Hampshire Cricket: Black History Month (Part Two)

Hampshire Cricket's historian, Dave Allen, is back with a series of articles for Black History Month

Hampshire Cricket's historian, Dave Allen, is back with a series of articles for Black History Month - read part two below.

In 1895, Hampshire’s first season in the County Championship, their professional opening bowlers were Harry Baldwin from Berkshire and Tom Soar from Nottinghamshire – the latter combining playing with duties as a groundsman. It has always been typical of Hampshire that they have recruited players from far-and-wide and in 1899 they selected an all-rounder CB (Charles Bennett) Llewellyn, known as ‘Buck’, to play against the touring Australians. He had been born in Natal, South Africa and had already played for a South African side against England in what would be designated Test matches in 1896 and 1899.

‘Buck’ Llewellyn’s tale is a fascinating one. Despite some objections from his family descendants, it is clear that he can be described in today’s terms as Hampshire’s first ‘Black’ player, his mother having been born on the volcanic island of St Helena in the South Atlantic where many people had been themselves or were descended from slaves. His father Thomas was born in Wales and probably arrived and settled in South Africa as a serving soldier. In some respects, CB Llewellyn is rather similar to Basil D’Oliveira, who was once known as a ‘Cape Coloured’ player and therefore prevented from playing at the highest levels in South Africa under the stringently repressive post-war Apartheid system.

At the end of the 19th century, prior to the legislation that brought in that system Llewellyn could play for Natal and South Africa although as his biographer Hampshire’s former Historian the late Neil Jenkinson  noted that even then white South Africans exercised most of the power in a hierarchical system.

Two months after Llewellyn’s debut for Hampshire, the second Boer War began in his native South Africa. He settled in Hampshire where, following regulations, he was required to spend two years qualifying by residence, before he could play in the County Championship. In that period, he was permitted to play against the touring West Indians at Southampton in 1900, scoring 93 & 6 and taking 13 wickets in the match, while his Championship career was launched in Portsmouth against a strong Lancashire side on 6 May 1901. Llewellyn made a modest start in what would be a heavy defeat, the match only lasting for two of the scheduled three days, but with four wickets in the match, he had made a start, and from then until 1910 he would play an important part, alongside a group of younger professionals in raising the standards of Hampshire’s county cricket.

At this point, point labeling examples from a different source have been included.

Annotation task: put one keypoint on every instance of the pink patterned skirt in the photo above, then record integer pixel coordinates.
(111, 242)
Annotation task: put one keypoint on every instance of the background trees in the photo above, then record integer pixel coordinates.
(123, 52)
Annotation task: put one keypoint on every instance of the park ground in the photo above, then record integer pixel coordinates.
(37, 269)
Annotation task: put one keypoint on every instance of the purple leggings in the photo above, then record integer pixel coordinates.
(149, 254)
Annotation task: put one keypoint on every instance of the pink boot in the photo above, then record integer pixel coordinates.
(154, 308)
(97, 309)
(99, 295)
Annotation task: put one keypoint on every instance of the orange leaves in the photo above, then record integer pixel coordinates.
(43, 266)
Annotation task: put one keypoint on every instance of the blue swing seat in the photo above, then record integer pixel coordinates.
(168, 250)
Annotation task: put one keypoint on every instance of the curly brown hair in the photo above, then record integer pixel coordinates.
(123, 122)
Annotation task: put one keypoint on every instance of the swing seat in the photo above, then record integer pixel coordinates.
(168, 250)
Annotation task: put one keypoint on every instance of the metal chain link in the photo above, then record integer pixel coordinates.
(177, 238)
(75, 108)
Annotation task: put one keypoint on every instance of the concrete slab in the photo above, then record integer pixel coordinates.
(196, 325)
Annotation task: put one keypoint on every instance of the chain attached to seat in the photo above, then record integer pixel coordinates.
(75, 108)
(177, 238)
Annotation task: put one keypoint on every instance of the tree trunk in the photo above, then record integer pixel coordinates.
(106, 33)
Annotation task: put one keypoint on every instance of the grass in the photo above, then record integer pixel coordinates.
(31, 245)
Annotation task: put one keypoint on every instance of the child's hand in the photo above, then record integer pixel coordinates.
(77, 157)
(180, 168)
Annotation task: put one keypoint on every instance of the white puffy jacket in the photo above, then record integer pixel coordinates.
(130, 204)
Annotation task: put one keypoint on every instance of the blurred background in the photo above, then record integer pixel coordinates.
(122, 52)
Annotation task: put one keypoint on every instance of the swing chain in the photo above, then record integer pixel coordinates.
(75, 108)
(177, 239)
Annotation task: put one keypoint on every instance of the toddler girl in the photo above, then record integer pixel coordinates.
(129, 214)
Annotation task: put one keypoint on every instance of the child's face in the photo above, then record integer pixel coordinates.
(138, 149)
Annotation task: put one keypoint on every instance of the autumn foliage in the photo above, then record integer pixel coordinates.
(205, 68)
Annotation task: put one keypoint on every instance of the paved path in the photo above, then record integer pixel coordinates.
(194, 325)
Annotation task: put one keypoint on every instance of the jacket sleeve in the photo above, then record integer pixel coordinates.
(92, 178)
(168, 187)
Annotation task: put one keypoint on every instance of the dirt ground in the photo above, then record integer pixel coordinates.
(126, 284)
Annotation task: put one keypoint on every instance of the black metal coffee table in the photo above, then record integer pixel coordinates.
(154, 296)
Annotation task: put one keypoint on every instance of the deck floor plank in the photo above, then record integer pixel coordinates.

By the end of his county career he had scored nearly 9,000 runs, with 15 centuries in 196 matches for Hampshire to which he added 711 wickets.

Llewellyn played in a total of 15 Test Matches for South Africa, the last, touring England for the Triangular Tournament of 1912. After the 1910 English county season he left Hampshire in a dispute over wages, moving to Accrington and later Radcliffe to play Lancashire League cricket which was better paid. In 1934, age 57, he played for East Lancashire Paper Mill CC when they won the Bolton League but by 1939 he had moved to Chertsey in Surrey where he died after a domestic accident in June 1964. By that time the county’s next Black player Danny Livingstone had arrived from Antigua.